When it comes to filing taxes, the earlier the better. In spite of your best intentions, the time between January and mid-April may have slipped away from you. Leaving you with only a few weeks or days to do your taxes.

Got a late start on completing your 2021 tax forms? We’ve got you covered.  Here are five tips to help you stress less and save money on your taxes.


1. Gather and organize all your relevant financial information from 2021.


Before you begin the tax preparation process, get organized by gathering everything you’ll need in one place. Documents may include canceled checks, 1099 forms, W-2 forms and donation receipts.

Once you have gathered your documents, put them in a file folder to prevent you from misplacing them. It’s a good idea to create tabs for each folder so you’ll know exactly where to find what you need quickly.



2. Hire an accountant or a qualified tax preparer.

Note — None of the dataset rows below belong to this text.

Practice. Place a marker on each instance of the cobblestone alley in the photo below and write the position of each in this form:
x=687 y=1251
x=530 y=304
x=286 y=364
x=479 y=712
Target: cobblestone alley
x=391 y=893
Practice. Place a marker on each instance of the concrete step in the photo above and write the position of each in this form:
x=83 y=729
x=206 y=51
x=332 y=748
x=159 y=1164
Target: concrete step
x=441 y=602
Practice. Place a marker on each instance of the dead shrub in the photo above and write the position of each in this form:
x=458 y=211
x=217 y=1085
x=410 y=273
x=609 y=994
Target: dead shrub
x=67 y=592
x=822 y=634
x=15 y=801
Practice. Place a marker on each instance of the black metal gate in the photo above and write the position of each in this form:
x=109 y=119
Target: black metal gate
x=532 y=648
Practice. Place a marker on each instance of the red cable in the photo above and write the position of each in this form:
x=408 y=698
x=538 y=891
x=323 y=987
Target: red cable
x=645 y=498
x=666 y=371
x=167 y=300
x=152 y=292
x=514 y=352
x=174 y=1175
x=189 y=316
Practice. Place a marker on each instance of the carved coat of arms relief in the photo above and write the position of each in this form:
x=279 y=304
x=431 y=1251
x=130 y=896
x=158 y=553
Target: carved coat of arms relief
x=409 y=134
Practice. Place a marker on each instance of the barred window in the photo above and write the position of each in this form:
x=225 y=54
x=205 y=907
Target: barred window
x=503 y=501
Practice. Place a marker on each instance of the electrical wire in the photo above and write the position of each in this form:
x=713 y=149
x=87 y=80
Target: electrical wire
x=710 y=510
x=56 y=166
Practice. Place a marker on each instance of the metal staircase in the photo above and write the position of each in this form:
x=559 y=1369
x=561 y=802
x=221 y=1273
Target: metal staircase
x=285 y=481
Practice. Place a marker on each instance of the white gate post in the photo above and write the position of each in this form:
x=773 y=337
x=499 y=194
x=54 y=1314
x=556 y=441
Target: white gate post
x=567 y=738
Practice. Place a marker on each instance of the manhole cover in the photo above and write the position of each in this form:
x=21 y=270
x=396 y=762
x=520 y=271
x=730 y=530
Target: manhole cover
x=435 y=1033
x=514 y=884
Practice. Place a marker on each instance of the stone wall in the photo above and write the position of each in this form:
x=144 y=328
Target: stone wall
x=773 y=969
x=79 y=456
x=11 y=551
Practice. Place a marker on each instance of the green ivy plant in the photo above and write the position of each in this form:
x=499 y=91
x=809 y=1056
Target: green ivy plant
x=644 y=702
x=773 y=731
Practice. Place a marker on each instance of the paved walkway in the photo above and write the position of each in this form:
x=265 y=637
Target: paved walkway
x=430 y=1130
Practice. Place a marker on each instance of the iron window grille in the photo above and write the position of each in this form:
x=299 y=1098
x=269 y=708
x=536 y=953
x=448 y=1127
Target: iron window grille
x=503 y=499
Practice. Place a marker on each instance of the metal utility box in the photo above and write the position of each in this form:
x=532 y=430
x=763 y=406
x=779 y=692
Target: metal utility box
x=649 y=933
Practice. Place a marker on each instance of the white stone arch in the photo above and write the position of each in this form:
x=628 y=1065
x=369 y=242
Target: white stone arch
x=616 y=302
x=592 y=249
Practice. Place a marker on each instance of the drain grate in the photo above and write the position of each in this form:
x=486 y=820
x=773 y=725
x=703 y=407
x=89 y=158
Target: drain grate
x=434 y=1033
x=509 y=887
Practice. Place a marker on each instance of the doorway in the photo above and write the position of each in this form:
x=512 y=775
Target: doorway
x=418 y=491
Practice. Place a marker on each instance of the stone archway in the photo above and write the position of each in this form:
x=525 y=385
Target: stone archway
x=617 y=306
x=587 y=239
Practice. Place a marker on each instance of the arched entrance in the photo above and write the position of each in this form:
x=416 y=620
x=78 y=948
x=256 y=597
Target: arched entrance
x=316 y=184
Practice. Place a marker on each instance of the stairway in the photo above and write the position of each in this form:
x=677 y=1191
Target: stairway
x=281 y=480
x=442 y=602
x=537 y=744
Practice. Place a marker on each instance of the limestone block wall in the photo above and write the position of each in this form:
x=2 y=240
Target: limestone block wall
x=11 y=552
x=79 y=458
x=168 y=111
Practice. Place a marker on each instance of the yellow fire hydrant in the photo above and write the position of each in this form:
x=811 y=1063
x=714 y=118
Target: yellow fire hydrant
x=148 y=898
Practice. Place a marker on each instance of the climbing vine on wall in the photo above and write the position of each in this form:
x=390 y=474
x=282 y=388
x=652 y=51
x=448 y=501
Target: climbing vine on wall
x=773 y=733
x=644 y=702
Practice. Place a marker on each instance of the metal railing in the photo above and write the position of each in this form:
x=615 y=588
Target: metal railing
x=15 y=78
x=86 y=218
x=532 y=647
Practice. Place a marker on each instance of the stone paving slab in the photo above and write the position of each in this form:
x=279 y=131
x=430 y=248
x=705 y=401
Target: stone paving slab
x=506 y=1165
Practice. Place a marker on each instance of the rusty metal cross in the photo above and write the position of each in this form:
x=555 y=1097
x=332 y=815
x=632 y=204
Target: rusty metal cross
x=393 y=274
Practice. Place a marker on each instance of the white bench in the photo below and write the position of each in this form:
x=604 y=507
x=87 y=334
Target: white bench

If doing taxes and financial accounting aren’t your best skills, why not hire a professional to help out? Qualified tax preparers and accountants can ensure the accuracy of your tax information and even notify you of any credits and deductions that can decrease your taxable income. They can also reduce common errors that often trigger IRS audits.


3. Be sure to take advantage of the charitable deduction.


If you itemize your taxes rather than taking the standard deduction, you can claim deductions for charitable contributions. Typically, you can deduct donations that you made to:

  • Political Organizations
  • Churches and Other Religious Organizations
  • Private Foundations
  • Non-Profit Organizations
  • Large Food Donations (Business Tax Deduction)
  • War Veteran’s Organizations
  • Domestic Fraternal Societies

Contributions can be made in cash, checks or as non-cash items. For a complete list of allowable charitable deductions, contact the Internal Revenue Service.

4. File an extension.


Requesting an extension from the IRS should be a last resort. But if you know that you won’t be able to submit your taxes on time, request an automatic filing extension. Once it’s granted, the IRS will change your deadline to October 17.

An extension provides you with six more months to file your taxes. During this time, you can complete your taxes without the stress of a tight deadline looming over your head.

Here’s what you should know about filing an IRS tax extension.

5. Watch out for common audit triggers on your tax forms.


The IRS has the power to randomly audit tax forms. On average, the IRS audits 300,000 tax forms each year. The next one could be yours.

That’s why you should be as truthful and careful as possible when completing your forms. There are some things on tax forms that can raise red flags. These may include:

• Business Losses
• Mathematical Errors
• Large Deductions
• Home Tax Office Deductions
• Underreported Income

Although tax season is no surprise to anyone, it’s easy to put off doing your taxes until the last possible minute. If that’s the case for you, no worries. Implement these tips for a stress-free tax preparation experience.